As venture capital royalty, Sequoia Capital is known for its due diligence capabilities. So when it has to write a $150 million investment in FTX down to $0, something has gone wrong. There is no doubt that more onerous governance could have prevented people from getting hurt. The warning signs were there. The exchange hired a 28-year-old COO whose only previous experience has come as an analyst at Credit Suisse in Singapore, alongside a few months at a small crypto exchange in the region. One source told Coindesk, “The company is run by a gang of kids in a luxury penthouse in the Bahamas.” 

“Gary Wang (CTO), Nishad Singh (Director of Research) and Sam control the code, the exchange’s matching engine and funds,” the source added. This has led many to believe the hack was an inside job, from what sounds like an episode of a Netflix documentary.

While Sequoia is not averse to backing young, ambitious founders, it would usually use board seats as a check on the absolute power of the founder. Neither Sequoia, Blackrock, Thoma Bravo, Tiger Global or Softbank took a board seat. Seduced by the outsized spreads, there were no strings attached to the cash FTX was lavished with. The numbers were simply too good – no governance or risk issues could stop investors from pouring money into the eccentric, cerebral founder’s rocketship. 

Regulators: “Not our problem”

There is no doubt that regulators will be looking at what they could’ve done – and can do to protect investors. Whilst the SEC under Gary Gensler has looked into information asymmetries in the form of payment for order flow in traditional finance, nothing was done in regard to FTX. Since regulators have largely kept crypto exchanges outside their remit, with exception of some Anti-money laundering controls, this left the Bahamas-based exchange able to go full steam ahead. 

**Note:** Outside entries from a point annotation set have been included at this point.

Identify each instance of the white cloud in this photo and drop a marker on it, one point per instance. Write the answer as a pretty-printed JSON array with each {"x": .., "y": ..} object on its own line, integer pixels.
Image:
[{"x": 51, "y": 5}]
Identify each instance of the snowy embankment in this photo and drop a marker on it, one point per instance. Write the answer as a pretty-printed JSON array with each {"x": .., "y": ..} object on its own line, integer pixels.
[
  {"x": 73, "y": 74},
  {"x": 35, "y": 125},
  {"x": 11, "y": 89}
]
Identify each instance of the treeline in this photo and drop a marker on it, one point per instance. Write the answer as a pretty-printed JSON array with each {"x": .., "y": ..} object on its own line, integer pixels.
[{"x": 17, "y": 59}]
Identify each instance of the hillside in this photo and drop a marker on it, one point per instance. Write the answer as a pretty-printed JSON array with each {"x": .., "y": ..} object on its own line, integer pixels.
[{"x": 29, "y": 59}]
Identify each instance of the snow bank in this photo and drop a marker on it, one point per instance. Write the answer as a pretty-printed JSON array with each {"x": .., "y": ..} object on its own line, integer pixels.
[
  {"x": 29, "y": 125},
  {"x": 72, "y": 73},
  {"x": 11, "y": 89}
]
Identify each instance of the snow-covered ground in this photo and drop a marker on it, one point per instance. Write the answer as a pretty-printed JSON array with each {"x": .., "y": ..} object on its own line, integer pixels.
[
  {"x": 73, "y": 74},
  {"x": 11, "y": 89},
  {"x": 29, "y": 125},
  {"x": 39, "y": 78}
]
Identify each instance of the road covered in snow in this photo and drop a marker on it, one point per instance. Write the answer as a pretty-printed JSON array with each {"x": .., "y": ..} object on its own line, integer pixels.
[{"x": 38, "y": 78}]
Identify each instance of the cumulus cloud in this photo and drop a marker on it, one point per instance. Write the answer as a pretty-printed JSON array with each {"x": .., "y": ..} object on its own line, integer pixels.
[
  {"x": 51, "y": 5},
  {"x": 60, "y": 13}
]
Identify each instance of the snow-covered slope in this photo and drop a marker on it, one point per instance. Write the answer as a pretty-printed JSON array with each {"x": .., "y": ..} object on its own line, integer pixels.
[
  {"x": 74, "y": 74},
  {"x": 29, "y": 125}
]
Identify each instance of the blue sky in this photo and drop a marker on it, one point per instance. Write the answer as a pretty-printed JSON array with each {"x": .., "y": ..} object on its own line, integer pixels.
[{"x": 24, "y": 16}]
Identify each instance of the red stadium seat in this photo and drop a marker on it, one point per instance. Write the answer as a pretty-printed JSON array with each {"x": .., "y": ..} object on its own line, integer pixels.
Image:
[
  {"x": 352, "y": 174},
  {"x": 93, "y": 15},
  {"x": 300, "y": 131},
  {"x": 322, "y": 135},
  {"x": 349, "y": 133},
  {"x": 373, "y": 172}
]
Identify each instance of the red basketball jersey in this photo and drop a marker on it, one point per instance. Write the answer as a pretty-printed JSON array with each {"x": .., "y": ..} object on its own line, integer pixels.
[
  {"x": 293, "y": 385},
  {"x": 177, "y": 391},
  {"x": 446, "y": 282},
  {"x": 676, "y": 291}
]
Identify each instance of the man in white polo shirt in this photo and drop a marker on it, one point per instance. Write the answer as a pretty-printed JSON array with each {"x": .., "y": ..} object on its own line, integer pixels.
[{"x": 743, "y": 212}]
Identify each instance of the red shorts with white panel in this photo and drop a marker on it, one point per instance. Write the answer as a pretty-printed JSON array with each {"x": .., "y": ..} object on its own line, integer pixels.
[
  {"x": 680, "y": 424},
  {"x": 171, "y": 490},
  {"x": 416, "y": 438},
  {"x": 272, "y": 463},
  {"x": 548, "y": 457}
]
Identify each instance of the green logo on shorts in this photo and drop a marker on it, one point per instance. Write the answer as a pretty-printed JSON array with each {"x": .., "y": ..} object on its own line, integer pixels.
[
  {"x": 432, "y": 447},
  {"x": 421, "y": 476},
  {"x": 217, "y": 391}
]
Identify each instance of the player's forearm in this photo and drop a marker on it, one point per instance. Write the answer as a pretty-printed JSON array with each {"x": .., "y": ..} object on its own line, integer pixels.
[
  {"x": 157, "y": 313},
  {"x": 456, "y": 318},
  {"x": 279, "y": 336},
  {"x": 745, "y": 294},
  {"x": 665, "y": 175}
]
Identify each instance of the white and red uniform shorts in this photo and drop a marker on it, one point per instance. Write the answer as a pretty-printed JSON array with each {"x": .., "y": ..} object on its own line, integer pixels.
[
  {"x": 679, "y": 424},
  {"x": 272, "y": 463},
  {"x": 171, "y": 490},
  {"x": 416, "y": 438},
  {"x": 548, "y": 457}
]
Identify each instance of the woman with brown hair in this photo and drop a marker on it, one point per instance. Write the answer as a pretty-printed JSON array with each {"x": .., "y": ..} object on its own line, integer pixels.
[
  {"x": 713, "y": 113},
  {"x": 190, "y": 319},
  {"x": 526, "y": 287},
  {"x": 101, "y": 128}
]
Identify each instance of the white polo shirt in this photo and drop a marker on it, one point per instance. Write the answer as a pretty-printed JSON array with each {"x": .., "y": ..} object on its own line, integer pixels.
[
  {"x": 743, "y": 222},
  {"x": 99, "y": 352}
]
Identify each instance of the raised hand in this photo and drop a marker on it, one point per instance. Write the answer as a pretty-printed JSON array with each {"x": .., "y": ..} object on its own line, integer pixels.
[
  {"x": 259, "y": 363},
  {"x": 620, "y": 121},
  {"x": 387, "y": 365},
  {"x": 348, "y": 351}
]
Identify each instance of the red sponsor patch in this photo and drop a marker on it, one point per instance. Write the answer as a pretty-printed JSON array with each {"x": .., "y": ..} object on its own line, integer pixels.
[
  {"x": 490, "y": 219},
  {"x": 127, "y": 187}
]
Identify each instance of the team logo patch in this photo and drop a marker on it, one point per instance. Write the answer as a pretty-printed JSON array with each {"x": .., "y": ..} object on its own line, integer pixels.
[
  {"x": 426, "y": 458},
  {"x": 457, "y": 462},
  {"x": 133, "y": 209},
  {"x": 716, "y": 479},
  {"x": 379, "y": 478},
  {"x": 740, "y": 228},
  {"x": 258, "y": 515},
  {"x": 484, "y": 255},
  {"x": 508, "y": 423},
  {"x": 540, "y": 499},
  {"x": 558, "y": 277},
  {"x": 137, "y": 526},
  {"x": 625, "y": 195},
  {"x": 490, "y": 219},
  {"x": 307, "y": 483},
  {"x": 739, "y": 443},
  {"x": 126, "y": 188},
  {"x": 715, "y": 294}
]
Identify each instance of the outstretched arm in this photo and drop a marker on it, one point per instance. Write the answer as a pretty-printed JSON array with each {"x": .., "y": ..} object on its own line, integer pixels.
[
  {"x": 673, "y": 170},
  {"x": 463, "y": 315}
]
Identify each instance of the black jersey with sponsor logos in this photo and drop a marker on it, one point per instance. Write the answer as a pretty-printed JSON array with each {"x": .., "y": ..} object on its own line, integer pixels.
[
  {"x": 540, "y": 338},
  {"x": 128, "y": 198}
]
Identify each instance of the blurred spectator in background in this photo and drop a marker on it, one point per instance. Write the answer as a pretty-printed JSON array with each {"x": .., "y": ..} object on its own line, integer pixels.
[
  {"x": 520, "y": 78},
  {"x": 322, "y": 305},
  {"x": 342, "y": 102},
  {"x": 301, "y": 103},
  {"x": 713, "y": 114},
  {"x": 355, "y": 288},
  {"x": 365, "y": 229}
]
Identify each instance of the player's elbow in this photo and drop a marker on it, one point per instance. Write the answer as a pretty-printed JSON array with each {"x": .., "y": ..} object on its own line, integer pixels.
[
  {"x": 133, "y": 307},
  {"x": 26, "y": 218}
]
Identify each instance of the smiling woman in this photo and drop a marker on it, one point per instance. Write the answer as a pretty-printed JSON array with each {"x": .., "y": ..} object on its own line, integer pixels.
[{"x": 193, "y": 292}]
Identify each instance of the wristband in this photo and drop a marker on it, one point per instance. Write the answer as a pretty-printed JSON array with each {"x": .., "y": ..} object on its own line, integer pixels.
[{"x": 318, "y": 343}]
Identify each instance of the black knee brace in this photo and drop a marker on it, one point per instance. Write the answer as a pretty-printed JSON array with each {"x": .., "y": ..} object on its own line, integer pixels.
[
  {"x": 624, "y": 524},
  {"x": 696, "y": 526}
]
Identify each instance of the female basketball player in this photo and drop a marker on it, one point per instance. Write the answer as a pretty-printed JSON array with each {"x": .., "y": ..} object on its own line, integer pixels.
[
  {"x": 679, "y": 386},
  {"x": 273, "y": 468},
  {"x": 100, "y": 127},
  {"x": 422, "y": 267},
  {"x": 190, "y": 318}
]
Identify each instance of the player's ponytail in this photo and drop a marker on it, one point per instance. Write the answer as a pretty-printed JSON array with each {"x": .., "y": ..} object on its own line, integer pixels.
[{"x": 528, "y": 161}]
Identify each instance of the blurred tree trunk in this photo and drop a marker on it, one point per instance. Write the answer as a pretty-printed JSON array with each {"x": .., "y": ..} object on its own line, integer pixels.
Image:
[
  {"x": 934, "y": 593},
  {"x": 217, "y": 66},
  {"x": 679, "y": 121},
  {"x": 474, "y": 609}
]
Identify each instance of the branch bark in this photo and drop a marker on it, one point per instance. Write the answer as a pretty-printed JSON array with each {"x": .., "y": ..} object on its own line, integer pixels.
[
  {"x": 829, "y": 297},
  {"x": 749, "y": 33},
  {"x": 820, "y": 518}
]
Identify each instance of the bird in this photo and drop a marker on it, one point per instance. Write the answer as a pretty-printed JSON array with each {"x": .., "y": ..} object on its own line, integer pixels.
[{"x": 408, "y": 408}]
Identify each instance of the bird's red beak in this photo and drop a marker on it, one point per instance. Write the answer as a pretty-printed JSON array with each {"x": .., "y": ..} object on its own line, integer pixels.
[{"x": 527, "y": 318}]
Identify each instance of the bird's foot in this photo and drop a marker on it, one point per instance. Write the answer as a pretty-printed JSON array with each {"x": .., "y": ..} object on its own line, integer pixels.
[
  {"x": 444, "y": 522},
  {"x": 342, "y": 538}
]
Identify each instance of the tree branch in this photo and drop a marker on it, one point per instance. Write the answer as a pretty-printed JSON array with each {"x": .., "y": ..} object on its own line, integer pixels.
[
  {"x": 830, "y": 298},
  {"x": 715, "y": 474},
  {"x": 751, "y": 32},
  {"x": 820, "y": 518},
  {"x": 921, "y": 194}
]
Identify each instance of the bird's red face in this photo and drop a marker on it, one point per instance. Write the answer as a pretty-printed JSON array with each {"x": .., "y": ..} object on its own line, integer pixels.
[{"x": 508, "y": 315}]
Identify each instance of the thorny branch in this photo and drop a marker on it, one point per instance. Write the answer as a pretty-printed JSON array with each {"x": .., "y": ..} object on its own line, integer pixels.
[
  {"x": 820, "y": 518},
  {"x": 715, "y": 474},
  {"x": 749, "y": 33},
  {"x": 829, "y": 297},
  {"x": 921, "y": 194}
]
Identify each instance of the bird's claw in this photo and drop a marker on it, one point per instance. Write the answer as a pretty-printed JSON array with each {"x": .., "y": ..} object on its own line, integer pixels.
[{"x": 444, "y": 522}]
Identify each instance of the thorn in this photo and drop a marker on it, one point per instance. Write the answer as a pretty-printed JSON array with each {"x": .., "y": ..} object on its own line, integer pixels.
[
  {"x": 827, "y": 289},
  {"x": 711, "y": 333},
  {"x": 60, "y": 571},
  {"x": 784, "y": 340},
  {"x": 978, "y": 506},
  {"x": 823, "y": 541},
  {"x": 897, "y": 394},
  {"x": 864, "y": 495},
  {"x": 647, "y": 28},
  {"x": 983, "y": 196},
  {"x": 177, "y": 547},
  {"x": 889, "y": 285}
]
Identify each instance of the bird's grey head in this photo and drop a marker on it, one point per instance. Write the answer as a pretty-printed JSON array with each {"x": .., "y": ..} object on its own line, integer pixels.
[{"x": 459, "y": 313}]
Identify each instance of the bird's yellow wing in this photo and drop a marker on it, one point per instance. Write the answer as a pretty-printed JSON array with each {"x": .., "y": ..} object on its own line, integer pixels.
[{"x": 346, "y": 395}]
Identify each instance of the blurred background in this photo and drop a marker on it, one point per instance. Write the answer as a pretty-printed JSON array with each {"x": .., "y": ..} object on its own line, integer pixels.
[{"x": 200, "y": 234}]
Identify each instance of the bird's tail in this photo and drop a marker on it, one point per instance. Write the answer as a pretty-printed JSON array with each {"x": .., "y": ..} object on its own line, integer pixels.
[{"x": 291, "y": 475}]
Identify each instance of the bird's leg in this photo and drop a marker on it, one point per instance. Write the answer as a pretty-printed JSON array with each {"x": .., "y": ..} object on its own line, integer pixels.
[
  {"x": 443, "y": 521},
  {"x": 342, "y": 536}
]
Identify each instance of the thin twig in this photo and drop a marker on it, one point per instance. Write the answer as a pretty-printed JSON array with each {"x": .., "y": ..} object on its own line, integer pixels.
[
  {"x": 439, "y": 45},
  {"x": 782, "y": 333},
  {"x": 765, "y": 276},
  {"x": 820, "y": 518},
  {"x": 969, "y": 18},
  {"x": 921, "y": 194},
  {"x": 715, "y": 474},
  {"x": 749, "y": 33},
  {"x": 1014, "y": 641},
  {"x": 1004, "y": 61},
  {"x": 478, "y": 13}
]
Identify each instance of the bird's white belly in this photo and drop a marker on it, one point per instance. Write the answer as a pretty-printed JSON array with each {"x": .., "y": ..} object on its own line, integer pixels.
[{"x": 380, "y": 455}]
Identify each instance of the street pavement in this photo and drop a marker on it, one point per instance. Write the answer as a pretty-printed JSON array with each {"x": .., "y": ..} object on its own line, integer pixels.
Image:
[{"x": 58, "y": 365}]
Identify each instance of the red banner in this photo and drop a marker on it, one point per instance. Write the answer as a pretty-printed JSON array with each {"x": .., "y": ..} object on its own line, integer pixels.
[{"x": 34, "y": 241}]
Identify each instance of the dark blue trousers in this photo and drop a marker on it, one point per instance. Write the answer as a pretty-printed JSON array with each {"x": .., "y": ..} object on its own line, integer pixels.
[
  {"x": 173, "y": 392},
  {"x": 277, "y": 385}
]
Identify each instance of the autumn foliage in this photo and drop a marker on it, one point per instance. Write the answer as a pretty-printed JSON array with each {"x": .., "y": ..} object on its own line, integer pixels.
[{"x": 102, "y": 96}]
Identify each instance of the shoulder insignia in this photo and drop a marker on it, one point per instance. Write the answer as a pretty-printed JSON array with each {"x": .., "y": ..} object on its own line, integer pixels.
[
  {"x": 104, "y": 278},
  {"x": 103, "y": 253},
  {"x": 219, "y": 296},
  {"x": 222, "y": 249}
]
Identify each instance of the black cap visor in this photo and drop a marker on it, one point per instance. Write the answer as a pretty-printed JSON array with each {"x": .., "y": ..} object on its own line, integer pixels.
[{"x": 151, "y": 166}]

It is clear that the opacity of a business of this size should not be left untouched. SBF even appeared to agree — It was only October 19th when Bankman-Fried argued for stronger regulation around DeFi. “If you host a website aimed at facilitating and encouraging U.S. retail to connect to and trade on a DEX, this may end up falling under something like a broker-dealer/FCM/etc,” Bankman-Fried said. Some even said that SBF supported The Digital Commodities Consumer Protection act making its way through Congress. In the wake of the collapse, regulators may reflect on their insouciance during the debacle and push ahead with stronger oversight. 

Blame Game

As the finger-pointing continues, FTX should give a rude awakening to the entire blockchain ecosystem. Of course, regulators should have been stronger; investors should have adopted regular governance protocols. Yet many in the crypto industry should look at whether they are operating in a digital casino or a fair marketplace. Bankman-Fried may represent a young opportunist who bamboozled investors with his rise and fall, but his kind are not an aberration in the industry. 

Projects should focus on having true utility and transparency, which is supposedly the principles that undergird open, public blockchains. Developers, executives, investors and regulators should embed strong governance into the heart of the ecosystem. Only then, will the Web 3 dream become reality.